In Madagascar Movie, Alex the Lion, Marty the Zebra, Melman the Giraffe, and Gloria the Hippo escaped from New York City to Madagascar and to Africa (Also, now into Europe) we also had an escapade of our own into a small island in Northern Palawan, called Calauit. One of the Calamian Group of Islands and a wildlife sanctuary created by the Philippine government.
In August 1976, President Ferdinand Marcos declared Calauit as a game preserve and wildlife sanctuary in response to an appeal by the International Union of Conservation of Nature for Kenya to help African animals be saved from civil strife.
The imported animals include 20 giraffes, dozens of zebra and antelopes. President Marcos ordered the locals to move other places and then he ordered to clear the bamboo forests to make the place similar to the savannahs of Kenya.
CALAUIT ISLAND TODAY
Today, the African animals still roaming around the island and the number of animals is roughly the same as the original number. What adds to the mystery is that it was all done without fanfare and with little public knowledge until the People’s Power revolution toppled the Marcos oligarchy in 1986.
The island is being promoted to tourists, where the animals and their habitation provide a glimpse of Africa in a remarkable tropical setting.
“Calauit Island… Coron is really worth a visit!“ KrisAquino said via Webstagram. Her Calauit adventure was featured on show, KrisTV last March 9,2012.
All of the existing African wildlife are Philippine-born.
The best time to be in Calauit would be 7am-9am and around 4pm, because the animals are hiding if it’s too hot.
HOW TO GET THERE
You can reach the Calauit Island by air. There are daily flights offered by Cebu Pacific, AirphilExpress andZestAir from Manila to Busuanga (Francisco B. Reyes Airport). Travel time is 45 minutes.

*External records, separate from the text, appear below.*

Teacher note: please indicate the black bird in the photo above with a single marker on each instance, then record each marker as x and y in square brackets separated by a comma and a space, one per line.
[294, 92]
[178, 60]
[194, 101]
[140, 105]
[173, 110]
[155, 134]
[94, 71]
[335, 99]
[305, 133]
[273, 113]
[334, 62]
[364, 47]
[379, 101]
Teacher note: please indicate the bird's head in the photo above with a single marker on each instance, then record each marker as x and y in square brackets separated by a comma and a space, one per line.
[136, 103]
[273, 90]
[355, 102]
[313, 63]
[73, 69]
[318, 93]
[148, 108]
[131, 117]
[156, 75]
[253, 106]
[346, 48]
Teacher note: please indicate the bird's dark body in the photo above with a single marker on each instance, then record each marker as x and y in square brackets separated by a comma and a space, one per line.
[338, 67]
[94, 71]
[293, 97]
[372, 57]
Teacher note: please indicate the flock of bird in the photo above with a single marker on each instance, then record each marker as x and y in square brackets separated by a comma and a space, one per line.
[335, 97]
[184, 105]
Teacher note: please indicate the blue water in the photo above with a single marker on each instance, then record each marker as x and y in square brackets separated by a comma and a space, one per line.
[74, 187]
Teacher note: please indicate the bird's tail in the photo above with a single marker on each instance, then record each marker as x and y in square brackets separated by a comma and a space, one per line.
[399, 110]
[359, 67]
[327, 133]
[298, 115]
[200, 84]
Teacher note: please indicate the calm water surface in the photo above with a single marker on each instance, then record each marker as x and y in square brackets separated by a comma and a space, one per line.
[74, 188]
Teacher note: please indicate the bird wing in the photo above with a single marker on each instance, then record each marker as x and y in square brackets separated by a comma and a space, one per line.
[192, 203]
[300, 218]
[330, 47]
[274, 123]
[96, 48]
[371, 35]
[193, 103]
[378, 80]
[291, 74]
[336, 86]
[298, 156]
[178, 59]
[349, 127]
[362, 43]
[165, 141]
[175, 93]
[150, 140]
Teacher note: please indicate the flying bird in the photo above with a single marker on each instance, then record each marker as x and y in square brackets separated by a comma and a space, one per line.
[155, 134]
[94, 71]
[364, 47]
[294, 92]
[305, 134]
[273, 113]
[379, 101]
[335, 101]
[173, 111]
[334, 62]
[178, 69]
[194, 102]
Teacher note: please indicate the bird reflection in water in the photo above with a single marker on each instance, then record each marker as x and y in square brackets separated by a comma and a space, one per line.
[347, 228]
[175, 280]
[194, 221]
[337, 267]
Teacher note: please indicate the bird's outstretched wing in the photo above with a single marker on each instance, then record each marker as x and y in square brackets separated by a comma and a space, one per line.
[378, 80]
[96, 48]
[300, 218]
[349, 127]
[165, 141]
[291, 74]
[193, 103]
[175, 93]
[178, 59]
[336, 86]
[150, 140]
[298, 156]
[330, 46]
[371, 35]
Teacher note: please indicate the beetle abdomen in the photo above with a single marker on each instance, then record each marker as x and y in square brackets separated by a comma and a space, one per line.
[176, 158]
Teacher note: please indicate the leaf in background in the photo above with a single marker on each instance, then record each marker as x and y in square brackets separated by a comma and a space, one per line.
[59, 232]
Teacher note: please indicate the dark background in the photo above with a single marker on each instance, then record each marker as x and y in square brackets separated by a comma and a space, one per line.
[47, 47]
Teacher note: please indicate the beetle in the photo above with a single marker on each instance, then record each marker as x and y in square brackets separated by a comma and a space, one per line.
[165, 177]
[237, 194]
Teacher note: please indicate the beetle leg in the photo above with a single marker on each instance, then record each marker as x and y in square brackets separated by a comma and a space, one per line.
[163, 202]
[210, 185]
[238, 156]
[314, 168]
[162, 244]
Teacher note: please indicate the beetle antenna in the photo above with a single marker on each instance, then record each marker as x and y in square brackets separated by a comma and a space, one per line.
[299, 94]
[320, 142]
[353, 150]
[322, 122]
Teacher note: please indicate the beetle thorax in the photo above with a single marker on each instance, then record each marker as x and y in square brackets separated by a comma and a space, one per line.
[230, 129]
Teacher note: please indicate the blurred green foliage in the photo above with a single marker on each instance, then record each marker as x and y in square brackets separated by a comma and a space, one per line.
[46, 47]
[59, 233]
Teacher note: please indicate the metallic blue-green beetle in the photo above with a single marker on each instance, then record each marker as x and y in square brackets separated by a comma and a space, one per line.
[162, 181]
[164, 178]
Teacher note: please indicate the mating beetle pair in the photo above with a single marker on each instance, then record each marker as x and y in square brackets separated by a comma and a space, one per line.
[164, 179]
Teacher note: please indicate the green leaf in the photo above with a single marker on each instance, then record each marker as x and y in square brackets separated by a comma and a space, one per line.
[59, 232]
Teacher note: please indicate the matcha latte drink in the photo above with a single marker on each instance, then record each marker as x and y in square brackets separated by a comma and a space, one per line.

So, we flew from Manila to Busuanga and from Busuanga Airport, we took a van to Coron town for an hour (P150.00/person 2012 rate).
When we got to Coron Town, we arranged our Calauit Trip for the following day. We stayed in Luis Bay Travellers Lodge, a newly built home-and-stress-free ambience located on Coron Boulevard. We took all the rest we can get as a preparation for the BIG DAY!
There are two ways on how to get to Calauit Safari Park. First, is a 3-hour travel by land and a 15-minute boat ride to the island. Second, is a 3 to 4-hour boat ride from Coron town straight to the park.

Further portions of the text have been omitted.